O Evento que Inicia a Septuagésima Semana de Daniel
INTRODUÇÃO
Depois de analisarmos os aspectos gerais da Grande Tribulação, chegamos ao momento de compreender como esse período profético se iniciará e quais acontecimentos marcarão o começo dos eventos finais da História.

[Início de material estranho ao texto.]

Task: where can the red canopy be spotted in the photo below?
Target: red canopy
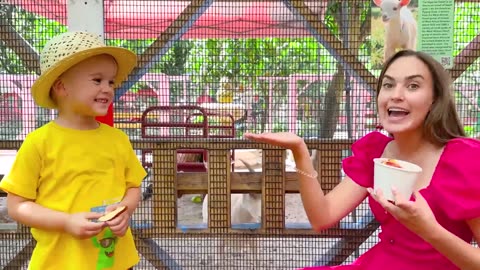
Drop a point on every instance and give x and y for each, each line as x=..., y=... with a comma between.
x=131, y=19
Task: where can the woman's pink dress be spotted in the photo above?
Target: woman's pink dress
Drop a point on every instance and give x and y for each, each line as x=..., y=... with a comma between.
x=453, y=195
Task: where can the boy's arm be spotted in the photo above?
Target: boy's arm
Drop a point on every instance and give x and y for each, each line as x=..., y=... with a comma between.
x=33, y=215
x=36, y=216
x=131, y=199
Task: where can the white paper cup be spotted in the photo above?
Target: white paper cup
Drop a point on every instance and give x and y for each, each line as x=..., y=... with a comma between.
x=403, y=179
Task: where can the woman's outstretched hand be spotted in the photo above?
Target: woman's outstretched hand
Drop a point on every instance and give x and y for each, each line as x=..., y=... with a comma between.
x=415, y=215
x=286, y=140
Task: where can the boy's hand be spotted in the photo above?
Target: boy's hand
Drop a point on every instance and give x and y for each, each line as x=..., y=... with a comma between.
x=119, y=224
x=80, y=226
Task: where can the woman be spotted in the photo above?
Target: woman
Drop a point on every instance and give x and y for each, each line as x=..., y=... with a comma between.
x=434, y=228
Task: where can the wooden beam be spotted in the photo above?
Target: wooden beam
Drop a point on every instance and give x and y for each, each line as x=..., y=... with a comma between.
x=164, y=41
x=342, y=54
x=241, y=182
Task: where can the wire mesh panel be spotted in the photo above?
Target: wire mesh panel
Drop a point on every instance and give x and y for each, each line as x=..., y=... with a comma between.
x=209, y=71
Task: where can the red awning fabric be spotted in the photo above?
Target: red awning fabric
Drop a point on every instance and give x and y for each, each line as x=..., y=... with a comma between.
x=132, y=19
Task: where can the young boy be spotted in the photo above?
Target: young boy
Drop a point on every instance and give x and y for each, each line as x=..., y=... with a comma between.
x=68, y=172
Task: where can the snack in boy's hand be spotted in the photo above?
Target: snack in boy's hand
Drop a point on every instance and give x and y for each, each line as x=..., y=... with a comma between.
x=392, y=163
x=113, y=214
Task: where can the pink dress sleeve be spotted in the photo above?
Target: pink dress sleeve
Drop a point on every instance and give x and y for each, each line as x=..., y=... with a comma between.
x=359, y=166
x=457, y=179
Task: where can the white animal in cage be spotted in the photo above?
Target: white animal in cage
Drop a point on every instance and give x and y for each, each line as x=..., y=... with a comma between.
x=400, y=26
x=245, y=208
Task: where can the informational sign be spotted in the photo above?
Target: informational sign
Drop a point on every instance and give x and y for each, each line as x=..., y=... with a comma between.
x=421, y=25
x=435, y=29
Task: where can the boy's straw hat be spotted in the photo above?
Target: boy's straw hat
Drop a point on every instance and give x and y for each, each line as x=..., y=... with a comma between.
x=68, y=49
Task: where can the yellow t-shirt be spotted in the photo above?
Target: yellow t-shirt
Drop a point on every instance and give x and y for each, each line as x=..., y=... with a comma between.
x=74, y=171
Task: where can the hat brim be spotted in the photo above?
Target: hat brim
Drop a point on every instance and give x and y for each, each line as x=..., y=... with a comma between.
x=126, y=61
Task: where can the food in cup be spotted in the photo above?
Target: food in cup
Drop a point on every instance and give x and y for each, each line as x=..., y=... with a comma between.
x=392, y=162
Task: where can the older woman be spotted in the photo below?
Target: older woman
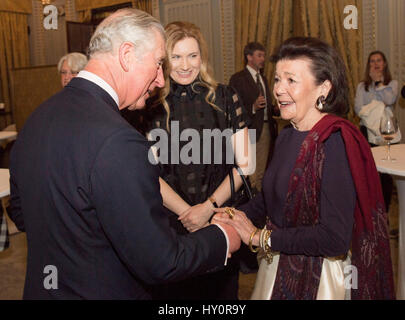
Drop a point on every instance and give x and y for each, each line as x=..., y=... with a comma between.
x=321, y=196
x=70, y=65
x=195, y=176
x=377, y=85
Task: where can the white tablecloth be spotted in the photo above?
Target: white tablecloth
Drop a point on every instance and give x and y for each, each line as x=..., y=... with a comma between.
x=397, y=170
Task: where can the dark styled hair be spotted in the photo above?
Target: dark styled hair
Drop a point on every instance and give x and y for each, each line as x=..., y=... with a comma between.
x=250, y=48
x=386, y=73
x=325, y=64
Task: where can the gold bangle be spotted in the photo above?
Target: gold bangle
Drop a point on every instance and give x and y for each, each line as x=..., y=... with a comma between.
x=267, y=249
x=250, y=241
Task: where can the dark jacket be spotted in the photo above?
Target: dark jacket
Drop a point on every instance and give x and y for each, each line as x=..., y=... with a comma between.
x=84, y=191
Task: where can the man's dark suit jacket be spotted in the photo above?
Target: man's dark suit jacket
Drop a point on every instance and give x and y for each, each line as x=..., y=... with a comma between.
x=248, y=91
x=84, y=191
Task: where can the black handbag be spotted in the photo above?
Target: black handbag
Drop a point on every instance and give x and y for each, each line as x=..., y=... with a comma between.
x=246, y=259
x=244, y=194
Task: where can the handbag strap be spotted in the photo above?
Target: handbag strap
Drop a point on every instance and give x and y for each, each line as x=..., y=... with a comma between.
x=245, y=183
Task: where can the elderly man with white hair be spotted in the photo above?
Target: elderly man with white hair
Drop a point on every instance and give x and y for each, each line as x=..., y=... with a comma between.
x=82, y=187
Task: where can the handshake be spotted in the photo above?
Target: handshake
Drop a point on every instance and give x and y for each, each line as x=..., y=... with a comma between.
x=237, y=227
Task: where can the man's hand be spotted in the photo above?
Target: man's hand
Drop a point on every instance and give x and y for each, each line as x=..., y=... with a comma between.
x=197, y=216
x=233, y=237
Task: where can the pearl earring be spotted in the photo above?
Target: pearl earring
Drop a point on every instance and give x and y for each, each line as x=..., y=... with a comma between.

A Bíblia apresenta a Grande Tribulação como um tempo singular de sofrimento, juízo e angústia sobre a humanidade. Esse período será marcado pela manifestação dos juízos divinos e pelo domínio temporário do sistema anticristão que se levantará contra Deus e contra o Seu povo.
Dentro da perspectiva dispensacionalista, a Grande Tribulação corresponde à última semana da profecia das 70 Semanas de Daniel (Daniel 9.24-27), conhecida como a Septuagésima Semana. Entretanto, uma questão importante precisa ser respondida:
Qual evento dará início a esse período profético?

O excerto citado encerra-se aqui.